The air strike Friday that killed civilians targeted a house in the same area. The number of people killed was still unclear, but “roughly half” may have been civilians, while the rest were Taliban or al-Qaida fighters, Pentagon spokesman Bryan Whitman said Tuesday.

“It’s obviously a very unfortunate situation,” Pentagon spokesman Lawrence Di Rita said later at a news conference.

“We take great strides to be precise in our military activities,” DiRita said. “I think we’ve been very precise. But these things do occur and we obviously regret when they do. And we’ll investigate to be able to determine what may have happened and how it can be avoided in the future.”

State Department spokesman Sean McCormack echoed those remarks.

“We deeply regret any loss of civilian life in the course of military actions,” McCormack said. “Our military is second to none in the care that it takes to target those who are fighting against our U.S. forces and avoid any civilian casualties or collateral damage.”

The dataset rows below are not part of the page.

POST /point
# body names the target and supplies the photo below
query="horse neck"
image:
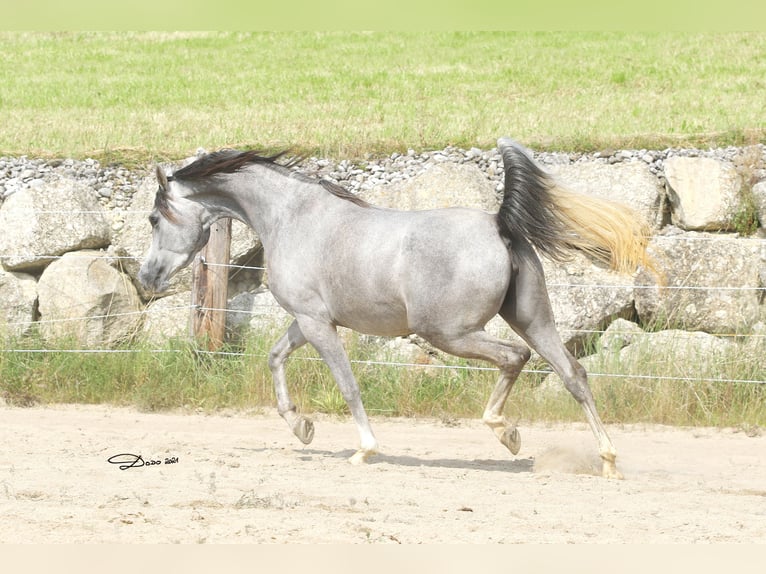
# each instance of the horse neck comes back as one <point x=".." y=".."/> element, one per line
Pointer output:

U.S. forces described the house as “a known operating base for terrorist attacks … as well as a base for a medium-level terrorist leader.”

But Jawed Ludin, Karzai’s chief of staff, said “there is no way … the killing of civilians can be justified.”

“The president is extremely saddened and disturbed,” he said. “It’s the terrorists we are fighting. It’s not our people who should suffer.”

A government team is on its way to the site to probe the bombing, a Defense Ministry statement said. The Afghan Independent Human Rights Commission said its investigators were already there collecting victims’ names.

An initial U.S. air strike destroyed a house, and as villagers gathered to look at the damage, a U.S. warplane dropped a second bomb on the same target, killing 17 people, including three women and children, Kunar provincial Gov. Asadullah Wafa said.

He said it was unclear who was killed in the initial attack on the tiny village of Chechal.

The U.S. military said in a statement that the attack “resulted in the deaths of an unknown number of enemy terrorists and noncombatants.” U.S. forces “regret the loss of innocent lives and follow stringent rules of engagement specifically to ensure that noncombatants are safeguarded,” the statement said.

It suggested some victims were the militants’ relatives and said, “when enemy forces move their families into the locations where they conduct terrorist operations, they put these innocent civilians at risk.”

An official with the Afghan human rights group warned the killings will “damage America’s image here and public support for the war on terror.”

“It undermines all the good work the Americans have done in Afghanistan over the past three years,” said Ahmad Nader Nadery.

Several U.S. attacks since the ouster of the Taliban in 2001 have resulted in civilian casualties, according to Afghan officials.

These include:

• July 2002: 48 killed and 117 wounded in an airstrike on a wedding party in Uruzgan province.

• April 2003: 11 killed when a U.S. warplane mistakenly bombed a home in Shkin.

• September 2003: Nine nomads killed when a U.S. helicopter attacked a tent in the desert in Naubahar district.

• January 2004: 10 killed in an airstrike on a village in Uruzgan.